From Left:Chinese actress Fan Bingbing wearing a dress by Christopher Bu at the 2011 Cannes FilmFestival;Shang Xia Space exudes Chinese sensibilities;garments from Jiang Yi's 2015 spring/summer collection;Lawrence Xu's one-shoulder dragon dress is also on display at the Met show.[Photo/China Daily]
Traditional flavor
While Bu has tried to categorize his fashion, many other Chinese designers have worked out a different recipe for success - adding modern flavors to the Chinese style allusion.
One such designer is Liu Min, who founded Ms Min in 2010. Trained at London College of Fashion, Liu combines Western cuts with Oriental sensibilities, bringing out her "Chineseness" with subtlety in fabrics she uses. Her 2015 spring/summer collection is called "Quiet Riot", echoing that approach.
"Guided with instinct and a longing for beauty, my search for my own cultural roots has deepened with time," Liu, says.
Another contemporary Chinese designer worth noting is Ban Xiaoxue, the founder of his namesake fashion brand. In one of his collections, the 1984-born designer piled scabs of embroidery on filmy fabrics including the silk organza.
"I also embroidered on netting, often used in sportswear. The result was a cool, modern and ethereal look," he says.
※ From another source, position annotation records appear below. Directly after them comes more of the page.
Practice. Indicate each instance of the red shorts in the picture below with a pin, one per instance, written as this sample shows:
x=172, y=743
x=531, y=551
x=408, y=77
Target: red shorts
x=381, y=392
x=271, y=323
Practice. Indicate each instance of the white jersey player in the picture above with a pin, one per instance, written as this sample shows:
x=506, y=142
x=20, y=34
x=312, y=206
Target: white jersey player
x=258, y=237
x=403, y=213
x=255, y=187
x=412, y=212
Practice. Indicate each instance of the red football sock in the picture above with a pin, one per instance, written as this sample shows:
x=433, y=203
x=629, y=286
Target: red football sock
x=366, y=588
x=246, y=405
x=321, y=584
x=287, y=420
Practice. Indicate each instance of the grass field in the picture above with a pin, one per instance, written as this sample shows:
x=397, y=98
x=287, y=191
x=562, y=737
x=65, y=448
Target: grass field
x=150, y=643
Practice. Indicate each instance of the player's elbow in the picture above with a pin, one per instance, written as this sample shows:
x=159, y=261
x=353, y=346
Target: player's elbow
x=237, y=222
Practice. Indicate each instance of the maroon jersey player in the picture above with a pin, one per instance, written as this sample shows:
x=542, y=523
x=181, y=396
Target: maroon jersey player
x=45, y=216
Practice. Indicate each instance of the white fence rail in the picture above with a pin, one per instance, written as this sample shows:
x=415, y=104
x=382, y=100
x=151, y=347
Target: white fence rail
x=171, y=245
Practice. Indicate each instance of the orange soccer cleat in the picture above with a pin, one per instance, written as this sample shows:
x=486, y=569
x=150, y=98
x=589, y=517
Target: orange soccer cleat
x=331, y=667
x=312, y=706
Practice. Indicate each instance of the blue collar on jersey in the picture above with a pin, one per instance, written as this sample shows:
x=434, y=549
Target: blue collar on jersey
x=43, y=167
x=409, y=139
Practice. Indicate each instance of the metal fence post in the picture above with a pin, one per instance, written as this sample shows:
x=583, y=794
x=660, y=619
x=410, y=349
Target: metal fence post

And that's the way to the future, especially when a designer is aiming to get high-end customers, according to Jiang Yi, a Beijing-based designer who opened his own boutique more than a decade ago.
In the 1920s and '30s, China's high-society women mostly wore the qipao, but now most wear Western clothes. The equation between tailors and their clients at the time was also very different from today's designer-customer relations.
Jiang says: "In the olden days, the designers were mostly men, who took measurements not with a tailor's ruler but with their own arms. There may have been a certain degree of courtship, imperceptible to others but intensely felt by the two."